If you're stressed because of demands on your time, it's important to make smart food choices. You may be tempted to raid the vending machine or grab a bag of chips when your stomach rumbles. Unfortunately, these foods can worsen your stress level. These simple carbohydrates can cause levels of insulin and other hormones in your body to fluctuate widely. This can lead to the post-meal crash, crankiness, and a desire to reach for more junk food later.
Instead, try easy, healthy foods, such as instant plain oatmeal, yogurt, frozen fruit and veggies, an apple and peanut butter, or low-sodium bean soup.
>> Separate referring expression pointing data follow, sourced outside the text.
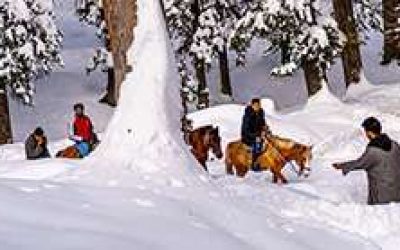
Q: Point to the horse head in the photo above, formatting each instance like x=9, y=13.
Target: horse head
x=214, y=142
x=303, y=157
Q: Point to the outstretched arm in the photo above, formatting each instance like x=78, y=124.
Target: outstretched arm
x=366, y=161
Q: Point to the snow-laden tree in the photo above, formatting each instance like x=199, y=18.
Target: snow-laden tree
x=91, y=12
x=30, y=45
x=217, y=19
x=391, y=31
x=182, y=17
x=368, y=16
x=306, y=38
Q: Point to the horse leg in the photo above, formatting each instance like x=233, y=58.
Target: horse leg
x=229, y=167
x=281, y=177
x=277, y=175
x=204, y=165
x=275, y=178
x=241, y=171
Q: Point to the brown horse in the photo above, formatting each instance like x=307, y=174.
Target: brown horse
x=276, y=153
x=70, y=153
x=202, y=140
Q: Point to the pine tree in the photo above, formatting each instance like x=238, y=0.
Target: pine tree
x=30, y=45
x=92, y=13
x=351, y=56
x=391, y=20
x=183, y=17
x=306, y=38
x=216, y=21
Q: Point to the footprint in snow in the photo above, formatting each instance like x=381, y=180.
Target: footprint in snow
x=144, y=203
x=200, y=225
x=176, y=183
x=30, y=189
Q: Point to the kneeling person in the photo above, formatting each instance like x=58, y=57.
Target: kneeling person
x=81, y=132
x=36, y=145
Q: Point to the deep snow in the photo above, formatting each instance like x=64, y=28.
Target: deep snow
x=142, y=190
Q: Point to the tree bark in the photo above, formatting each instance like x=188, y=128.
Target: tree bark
x=285, y=57
x=313, y=78
x=391, y=16
x=225, y=79
x=202, y=92
x=109, y=97
x=5, y=121
x=351, y=55
x=120, y=17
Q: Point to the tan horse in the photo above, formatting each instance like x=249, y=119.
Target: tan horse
x=276, y=153
x=202, y=141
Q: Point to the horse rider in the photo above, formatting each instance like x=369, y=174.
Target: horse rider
x=254, y=129
x=381, y=161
For many people, stress can lead to insomnia, or difficulty falling and staying asleep. But getting good sleep is an important part of feeling your best. Sleep also helps the body cope with stress better. Lack of sleep actually can heighten stress. A few simple tips, from darkening your bedroom completely to creating a bedtime ritual to trying patterned breathing, will help you get your Z's.
Even if you've never exercised, a few minutes of movement per day can significantly lower stress levels. In fact, one of the best things you can do is something most of us have been doing for our whole lives: walking. Try a 10-minute walk at lunch and first thing after work. If you're at home, get a breath of fresh air mid-day. Don't let rain stop you either. As long as it's not thundering or lightning, an umbrella is all you need.
And if you're a regular gym rat, but can't get there now due to time demands, don't fall prey to "all or nothing" thinking. Anything, even a quick walk, is better than nothing.
Take "Me" Time
You may feel selfish taking time for yourself during a loved one's health crisis, but you shouldn't. If you give and give and give, but never take a minute of "me" time, you'll quickly feel resentful and burnt out on caregiving. Try to set aside just 5 to 10 minutes a day to read a few pages of your favorite magazine or book, call a friend, do some deep breathing, or do whatever it is that helps you feel better and relax.
It's hard to accept help. This is especially true if you are a "natural caregiver." It may feel like you're failing when you accept help, but it's just the opposite. Getting help will make it more likely that both you and your loved one with cancer will get what you need.
The best way to get the help you need is to be specific. If someone offers to help, give them a specific task. For example, "If you could come over at 4pm on Tuesday to keep Jane company while I run the kids to ballet and soccer, it would be a huge help." Or, "I'd love some help with the yard work. Can you rake on Saturday at 11am?"
Tap Into Resources
Many cancer centers have support groups for family caregivers. These groups can be an invaluable source of support and ideas for coping. Ask the nurse if the cancer treatment facility has caregiver, family, or spouse support groups.
If you can't locate a caregiver support group through your local cancer treatment program, try searching online for the phrase "caregiver support groups" (no quotes) plus the name of your state or city. You can find several options this way. Even an online support group can help you cope and give you a place to talk to people going through situations similar to yours.
Get Professional Help
If you are caring for someone with incurable cancer or who has other serious medical conditions, you may need a visiting nurse or other in home care. Many people make the mistake of waiting until the "last minute," when a loved one is very sick, before seeking professional help. This makes your life tougher than it needs to be and may lead to more disability and suffering for your loved one.